RD: People think of someone who works with currencies as being a materialist. Yet it sounds as if your interests are towards social change through complementary currencies. How did you come to be interested in this other dimension? BL: The reason I went to the Central Bank in the first place was to check whether it was possible to improve the conventional money system from within. I had been working for a number of years in South America, and I had seen the damage that the existing money system has created on a huge scale in Latin America.

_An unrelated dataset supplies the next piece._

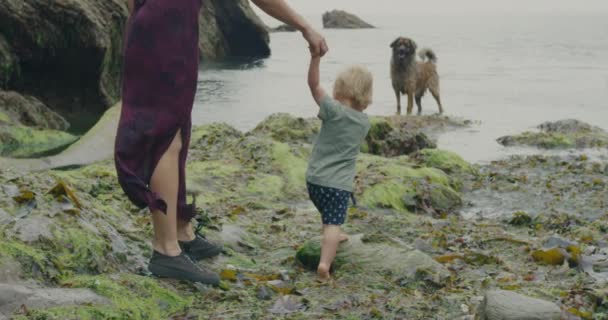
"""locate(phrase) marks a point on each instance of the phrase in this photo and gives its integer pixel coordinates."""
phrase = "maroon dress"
(159, 83)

RD: You thought it was the money system and not just the governments? BL: It’s a chicken and egg story: unstable currency equals unstable government. There is practically no way today for a developing country to have a reasonable monetary policy within the current rules of the game. Joseph Stiglitz, Nobel laureate in economics and formerly head economist at the World Bank, makes the same claims in his book Globalization and Its Discontents (Penguin, 2002). Whether you fix your currency to the dollar or let it float, you end up with an unmanageable monetary problem, like Brazil, Russia or Argentina have experienced. Eighty-seven countries have gone through a major currency crisis in the last 25 years. Their fiscal policies are imposed by an International Monetary Fund (IMF). I am afraid that if the United States had to live by the rules that are imposed on, say, Brazil, the United States of America would become a developing country in one generation. It’s the system that is currently unstable, unfair and not working.

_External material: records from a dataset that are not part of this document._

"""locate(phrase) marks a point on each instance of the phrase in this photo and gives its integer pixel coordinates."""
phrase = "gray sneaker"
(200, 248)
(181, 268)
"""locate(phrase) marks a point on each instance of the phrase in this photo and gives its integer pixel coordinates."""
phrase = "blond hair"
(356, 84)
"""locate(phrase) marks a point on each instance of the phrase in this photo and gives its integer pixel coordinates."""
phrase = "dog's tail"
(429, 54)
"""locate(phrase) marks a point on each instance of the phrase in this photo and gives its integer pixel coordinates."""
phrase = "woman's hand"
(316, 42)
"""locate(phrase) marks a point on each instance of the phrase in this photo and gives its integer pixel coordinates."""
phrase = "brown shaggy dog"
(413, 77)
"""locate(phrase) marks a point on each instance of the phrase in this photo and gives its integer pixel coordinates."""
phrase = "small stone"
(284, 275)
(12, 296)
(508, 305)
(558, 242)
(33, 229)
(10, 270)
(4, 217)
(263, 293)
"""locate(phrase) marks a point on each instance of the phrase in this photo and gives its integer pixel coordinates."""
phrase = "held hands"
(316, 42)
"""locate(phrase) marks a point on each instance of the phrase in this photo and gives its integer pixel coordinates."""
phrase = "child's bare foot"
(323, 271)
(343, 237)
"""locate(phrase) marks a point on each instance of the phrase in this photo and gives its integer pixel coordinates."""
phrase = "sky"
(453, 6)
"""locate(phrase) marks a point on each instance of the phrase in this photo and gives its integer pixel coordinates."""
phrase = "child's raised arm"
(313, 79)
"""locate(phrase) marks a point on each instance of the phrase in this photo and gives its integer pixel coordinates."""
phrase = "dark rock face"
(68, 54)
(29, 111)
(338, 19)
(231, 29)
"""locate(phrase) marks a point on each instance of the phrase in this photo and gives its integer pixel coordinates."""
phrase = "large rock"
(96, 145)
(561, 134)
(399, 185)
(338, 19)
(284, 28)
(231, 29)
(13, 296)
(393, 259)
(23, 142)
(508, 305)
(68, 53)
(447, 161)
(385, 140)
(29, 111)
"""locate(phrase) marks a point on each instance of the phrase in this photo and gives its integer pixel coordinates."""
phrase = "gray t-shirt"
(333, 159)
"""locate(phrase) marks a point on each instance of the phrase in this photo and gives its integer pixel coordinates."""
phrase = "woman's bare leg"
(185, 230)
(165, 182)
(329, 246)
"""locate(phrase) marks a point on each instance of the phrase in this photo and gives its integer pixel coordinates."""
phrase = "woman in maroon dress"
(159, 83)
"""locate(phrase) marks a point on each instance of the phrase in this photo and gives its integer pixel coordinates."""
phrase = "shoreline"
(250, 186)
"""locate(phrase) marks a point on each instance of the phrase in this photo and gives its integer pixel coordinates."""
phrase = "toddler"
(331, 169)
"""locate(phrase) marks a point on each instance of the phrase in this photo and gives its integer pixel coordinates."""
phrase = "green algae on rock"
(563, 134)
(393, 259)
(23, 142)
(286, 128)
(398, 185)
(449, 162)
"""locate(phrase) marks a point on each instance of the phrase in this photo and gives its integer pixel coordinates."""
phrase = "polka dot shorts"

The majority of humanity has gone through a recent monetary crisis at least once already. We’re living here, in America, in an island of perceived stability. And even that is an illusion. We could have a run on the dollar under the current rules. We are dealing with an unstable system, an ailing system. Back in 1975, I had come to the conclusion that there would be a systemic series of monetary crashes, starting with Latin America. And that’s why I wrote my book on how the money system was not working and its impact on Latin American development, Europe, Latin America and the Multinationals (Praeger, 1979). I predicted that the first crash in Latin America would be in the early 1980s. It actually happened in 1981 in Mexico. Since then we have had more than 80 other countries undergoing similar monetary crises.

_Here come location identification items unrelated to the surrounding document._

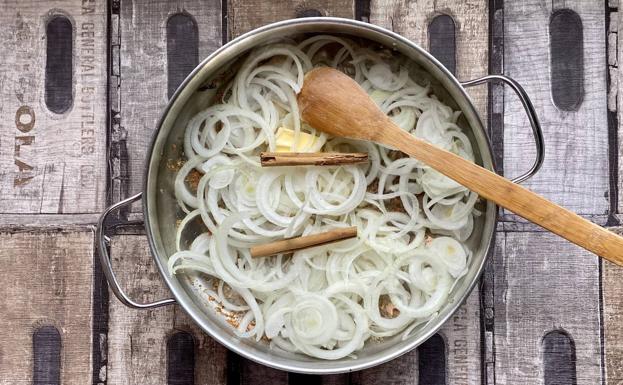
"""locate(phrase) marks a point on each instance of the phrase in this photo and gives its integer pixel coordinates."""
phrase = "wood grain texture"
(245, 15)
(137, 339)
(613, 320)
(143, 73)
(575, 171)
(402, 370)
(49, 162)
(411, 19)
(46, 280)
(543, 283)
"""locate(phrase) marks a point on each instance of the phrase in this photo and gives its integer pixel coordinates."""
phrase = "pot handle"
(532, 117)
(101, 242)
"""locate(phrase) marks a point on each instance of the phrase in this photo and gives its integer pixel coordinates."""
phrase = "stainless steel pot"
(160, 208)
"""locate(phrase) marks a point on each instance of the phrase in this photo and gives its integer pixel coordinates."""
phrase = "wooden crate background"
(73, 142)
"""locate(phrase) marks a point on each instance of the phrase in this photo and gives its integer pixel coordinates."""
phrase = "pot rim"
(181, 295)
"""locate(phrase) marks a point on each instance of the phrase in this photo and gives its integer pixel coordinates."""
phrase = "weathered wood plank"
(412, 19)
(52, 162)
(616, 81)
(47, 283)
(613, 320)
(143, 75)
(544, 284)
(575, 171)
(137, 339)
(245, 15)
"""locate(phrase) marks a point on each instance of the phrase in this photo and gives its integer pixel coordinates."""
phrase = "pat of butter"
(285, 137)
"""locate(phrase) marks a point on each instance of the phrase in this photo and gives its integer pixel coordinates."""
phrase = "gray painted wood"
(402, 370)
(613, 319)
(575, 171)
(46, 280)
(143, 88)
(182, 49)
(412, 19)
(617, 81)
(46, 355)
(137, 339)
(543, 283)
(442, 41)
(52, 163)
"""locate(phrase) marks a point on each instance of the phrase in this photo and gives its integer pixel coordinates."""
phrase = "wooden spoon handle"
(511, 196)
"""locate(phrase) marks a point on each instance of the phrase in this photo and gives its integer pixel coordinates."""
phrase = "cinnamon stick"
(273, 159)
(298, 243)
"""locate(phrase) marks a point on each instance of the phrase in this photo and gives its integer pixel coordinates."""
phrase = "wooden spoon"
(334, 103)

RD: So someone’s not connecting the dots—or are they? BL: Let me put it this way. The powers that be have no interest in connecting the dots. If a new international monetary meeting like Breton Woods were held, the first point on the agenda would be the role of the dollar. So the United States has no interest in such a meeting. The dollar is in a very privileged position.
RD: But it would be anyway, wouldn’t it, because we’re a dominant economic player? BL: I don’t want to spend a lot of time and energy attacking the existing system. It is an obvious fact that America is the sole super power. But when people say, “Well, there are fiscal crises in other countries because the governments are less stable,” my question is, “How long would any government last in a country if you had to repeatedly cut back on education programs, social programs, building roads and all other programs?” How could that make a stable democratic government possible? Like I said, it’s a chicken and an egg sequence. There is no way of winning in the current monetary game, particularly for the less developed countries. It’s not accidental that investments in the Third World have dropped proportionally by a third since 1975. Currently, investments happen mainly between developed countries, and that trend isn’t going to create a sustainable world anytime soon.
RD: So the Third World is just being abandoned?
BL: Yes. Entire continents. Africa for instance has been dropped off the world economic map for most practical purposes.
RD: And re-envisioning and re-engineering money itself could change this? BL: Correct. And the good news is that such re-engineering of money has started to happen if one knows where to look.
RD: Do a lot of other people share your views? BL: Most people haven’t looked at what’s happening in monetary innovations today. What do you think a frequent flyer mile is, but a currency issued by an airline? In Britain, you can go to J. Sainsbury, the largest supermarket chain, and use British Airway miles to buy your goods. Initially, it was only designed as a loyalty scheme for people taking planes. Today, you can earn this currency without ever taking a plane. On Visa cards you get miles. And you can use them to pay long-distance telephone calls, taxis, restaurants, hotels. First, let’s define what a currency is, because most textbooks don’t teach what money is. They only explain its functions, that is, what money does. I define money, or currency, as an agreement within a community to use something as a medium of exchange. It’s therefore not a thing, it’s only an agreement—like a marriage, like a political party, like a business deal. And most of the time, it’s done unconsciously. Nobody’s polled about whether you want to use dollars. We’re living in this money world like fish in water, taking it completely for granted. Now the point is: there are many new agreements being made within communities as to the kind of medium of exchange they are willing to accept. As I said, in Britain, you can use frequent flier miles as currency. It’s not a universal currency, it’s not legal tender, but you can go to the supermarket and buy stuff. And in the United States, it’s just a question of time before privately issued currencies will be used to make purchases. Even Alan Greenspan, the governor of the Federal Reserve and the official guardian of the conventional money system, says, “We will see a return of private currencies in the 21st century.”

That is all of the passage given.